Джексон переложил глазунью мне на тарелку. Я ковырнула желток вилкой, он дал течь.
– В чем дело? Яичницу не уважаешь?
Я отделила кусочек, взяла в рот, стала жевать. Вкус был какой-то не такой. Металлический.
– Джексон, ты помнишь Ханну Пардо?
– Кого-кого?
– Женщину, которую из бюро расследований прислали. Ну по делу Коринны.
Не мог он забыть, и точка!
– А, следователя Пардо? Конечно, помню. Просто не знал, как ее по имени. Погоди, а ты что, Ханной ее называла? И она разрешала? Боже. Наверное, прониклась к тебе.
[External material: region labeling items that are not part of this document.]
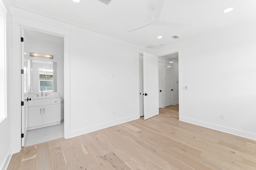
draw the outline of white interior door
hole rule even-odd
[[[172,105],[172,64],[166,63],[165,78],[165,106]]]
[[[144,98],[143,90],[143,56],[140,55],[140,115],[144,115]]]
[[[158,59],[157,56],[143,53],[144,119],[159,113]]]
[[[24,33],[24,30],[21,30],[21,37],[23,38],[21,42],[21,68],[23,70],[21,74],[21,101],[24,106],[21,106],[21,146],[24,147],[27,137],[28,119],[28,41]],[[23,136],[23,137],[22,137]]]

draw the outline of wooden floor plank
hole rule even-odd
[[[36,169],[51,169],[48,144],[44,143],[37,145],[36,150]]]
[[[255,170],[256,141],[178,120],[178,105],[68,139],[22,148],[12,170]]]
[[[49,156],[51,160],[52,170],[67,170],[61,148],[58,141],[53,141],[48,143]]]

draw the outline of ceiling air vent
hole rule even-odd
[[[177,35],[174,35],[174,36],[173,36],[172,37],[172,38],[174,38],[174,39],[177,39],[177,38],[180,38],[179,37],[177,36]]]
[[[102,3],[104,3],[106,5],[108,5],[108,4],[109,4],[111,2],[111,0],[98,0]]]

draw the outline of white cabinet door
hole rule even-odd
[[[43,106],[43,124],[60,121],[60,104]]]
[[[158,59],[155,55],[143,53],[144,119],[159,113]]]
[[[28,107],[28,127],[42,124],[42,106]]]

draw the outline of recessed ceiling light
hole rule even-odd
[[[234,8],[227,8],[226,10],[224,10],[223,12],[224,13],[226,13],[227,12],[230,12],[232,10],[233,10]]]

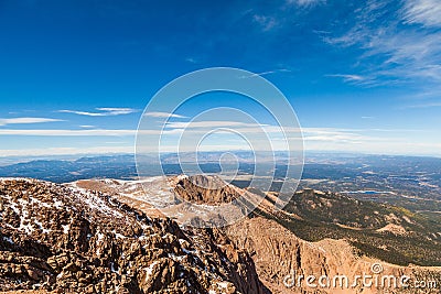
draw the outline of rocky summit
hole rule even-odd
[[[183,231],[101,192],[0,182],[0,291],[267,293],[216,229]]]
[[[441,285],[441,268],[433,266],[439,243],[429,230],[438,227],[418,215],[312,189],[295,193],[280,210],[276,193],[214,177],[168,181],[0,179],[0,293],[439,293],[286,284],[292,273],[354,281],[379,264],[386,276]],[[252,214],[222,229],[184,226],[155,209],[161,197],[173,200],[175,194],[218,205],[244,193],[263,198]]]

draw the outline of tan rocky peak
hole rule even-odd
[[[216,175],[180,175],[170,182],[178,198],[195,204],[232,203],[244,193]]]

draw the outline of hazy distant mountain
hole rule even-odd
[[[183,178],[166,179],[181,200],[218,205],[246,192],[228,185],[216,193]],[[440,264],[439,224],[421,215],[312,189],[278,210],[277,193],[248,189],[265,196],[254,214],[224,229],[196,229],[149,204],[166,188],[160,181],[1,179],[0,291],[316,293],[287,288],[283,279],[292,271],[353,279],[373,263],[384,274],[441,283],[440,268],[389,263]],[[344,291],[377,293],[361,285]]]

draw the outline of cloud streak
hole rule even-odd
[[[68,110],[68,109],[58,110],[57,112],[74,113],[87,117],[111,117],[111,116],[130,115],[139,111],[138,109],[133,108],[116,108],[116,107],[101,107],[101,108],[96,108],[95,110],[98,110],[99,112]]]
[[[439,0],[407,0],[404,8],[407,23],[424,26],[441,26],[441,3]]]
[[[63,121],[63,120],[51,119],[51,118],[12,118],[12,119],[0,119],[0,126],[30,124],[30,123],[42,123],[42,122],[55,122],[55,121]]]
[[[439,1],[405,1],[396,18],[390,17],[388,4],[390,1],[367,1],[354,11],[355,24],[348,31],[322,37],[333,46],[362,50],[357,65],[364,78],[347,75],[345,81],[367,86],[441,81],[441,32],[426,28],[441,24]],[[410,25],[417,22],[423,25]]]
[[[176,115],[176,113],[169,113],[169,112],[146,112],[144,117],[151,118],[175,118],[175,119],[185,119],[187,117]]]

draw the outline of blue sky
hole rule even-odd
[[[216,66],[273,83],[308,150],[441,155],[438,0],[0,0],[0,156],[132,152],[149,99]]]

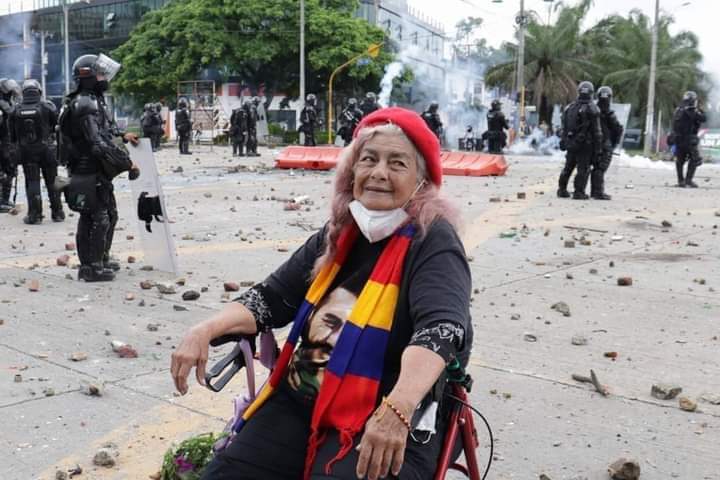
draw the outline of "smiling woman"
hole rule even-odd
[[[204,479],[433,477],[445,367],[464,367],[472,346],[470,269],[441,185],[437,137],[417,113],[368,115],[343,152],[323,229],[185,336],[171,365],[182,393],[193,367],[202,381],[211,339],[293,322]]]

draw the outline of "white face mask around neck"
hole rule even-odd
[[[412,200],[423,185],[425,185],[424,180],[418,184],[415,191],[402,207],[392,210],[370,210],[358,200],[350,202],[348,205],[350,213],[365,238],[367,238],[370,243],[375,243],[395,233],[395,230],[400,228],[407,222],[408,218],[410,218],[405,211],[405,207],[407,207],[410,200]]]

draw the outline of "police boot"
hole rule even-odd
[[[680,162],[675,162],[675,170],[677,171],[678,175],[678,184],[677,186],[680,188],[685,188],[685,178],[683,177],[683,164]],[[689,169],[688,169],[689,170]]]
[[[112,270],[113,272],[117,272],[118,270],[120,270],[120,262],[118,262],[109,255],[105,255],[103,257],[103,268],[105,270]]]
[[[688,188],[698,188],[697,183],[692,181],[695,176],[695,170],[697,170],[697,166],[692,163],[688,165],[688,173],[685,176],[685,185],[687,185]]]
[[[115,280],[115,274],[110,270],[105,270],[102,264],[92,263],[90,265],[81,265],[78,270],[78,280],[86,282],[111,282]]]
[[[65,211],[62,209],[62,207],[54,208],[52,210],[52,214],[50,215],[50,217],[52,218],[53,222],[56,222],[56,223],[64,222],[65,221]]]
[[[0,172],[0,179],[2,178],[2,172]],[[12,190],[12,183],[9,177],[4,180],[0,180],[0,213],[8,213],[15,207],[15,204],[10,201],[10,191]]]

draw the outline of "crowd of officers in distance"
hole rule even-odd
[[[623,127],[612,110],[612,89],[608,86],[600,87],[595,101],[594,94],[595,88],[591,82],[580,82],[577,99],[562,114],[560,150],[565,151],[566,155],[558,180],[557,196],[560,198],[611,199],[605,192],[605,173],[622,139]],[[705,121],[705,114],[698,108],[697,94],[693,91],[685,92],[680,106],[673,114],[672,131],[668,135],[668,145],[675,158],[678,187],[697,188],[693,179],[695,171],[702,164],[698,133]],[[573,171],[576,171],[574,190],[570,194],[568,183]],[[588,179],[589,196],[586,193]]]

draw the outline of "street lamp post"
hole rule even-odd
[[[300,0],[300,102],[305,101],[305,0]]]
[[[65,37],[65,95],[70,93],[70,32],[68,29],[68,0],[63,0],[63,37]]]
[[[647,116],[645,117],[645,143],[643,153],[650,155],[652,150],[653,120],[655,119],[655,75],[657,70],[658,19],[660,18],[660,0],[655,0],[655,23],[652,31],[652,49],[650,51],[650,81],[648,84]]]

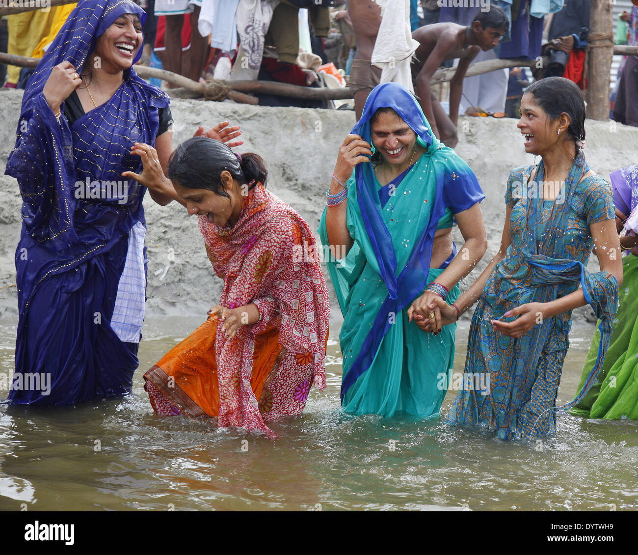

Ничего подобного. Следователь Пардо так и представилась, без имени. И я никак к ней не обращалась. «Да. Нет. Спасибо. Извините». И все-таки в моих воспоминаниях она – Ханна Пардо.
– Ханна хочет с тобой поговорить, Ник.
Так сказал папа, стоя на пороге моей спальни.
– Ты не обязана, а все-таки лучше выйди к ней.
– Я уже все рассказала Бриксу.
– А теперь повтори Ханне.
Значит, тон задал папа.
– Благодарю за помощь, Ханна.
«Он человек образованный, уйму стихов наизусть помнит, может философский трактат к случаю процитировать. Вдовец; приходит в себя после смерти жены. Его дети прилюдно поссорились, сын ударил дочь». Все, о чем папа говорил с Ханной, я слышала через вентиляционную решетку.
– Видите ли, Ханна – я ведь могу называть вас Ханной? – это проблема семейная. По-моему, нечто подобное было и в семье Коринны. Бедная девочка, сколько я ее помню, как будто искала убежища в нашем доме.
Мой отец обладал специфической, сугубо интеллигентской привлекательностью. Этакий профессор: пиджак и брюки от разных комплектов, галстук-бабочка, туфли-лоферы, слегка растрепанная грива. Плюс непринужденная улыбка и вечный блеск в глазах, потому что он с фляжкой не расставался.
– Нет, Джексон, не прониклась она ко мне. Я случайно слышала, как ее назвали Ханной, только и всего.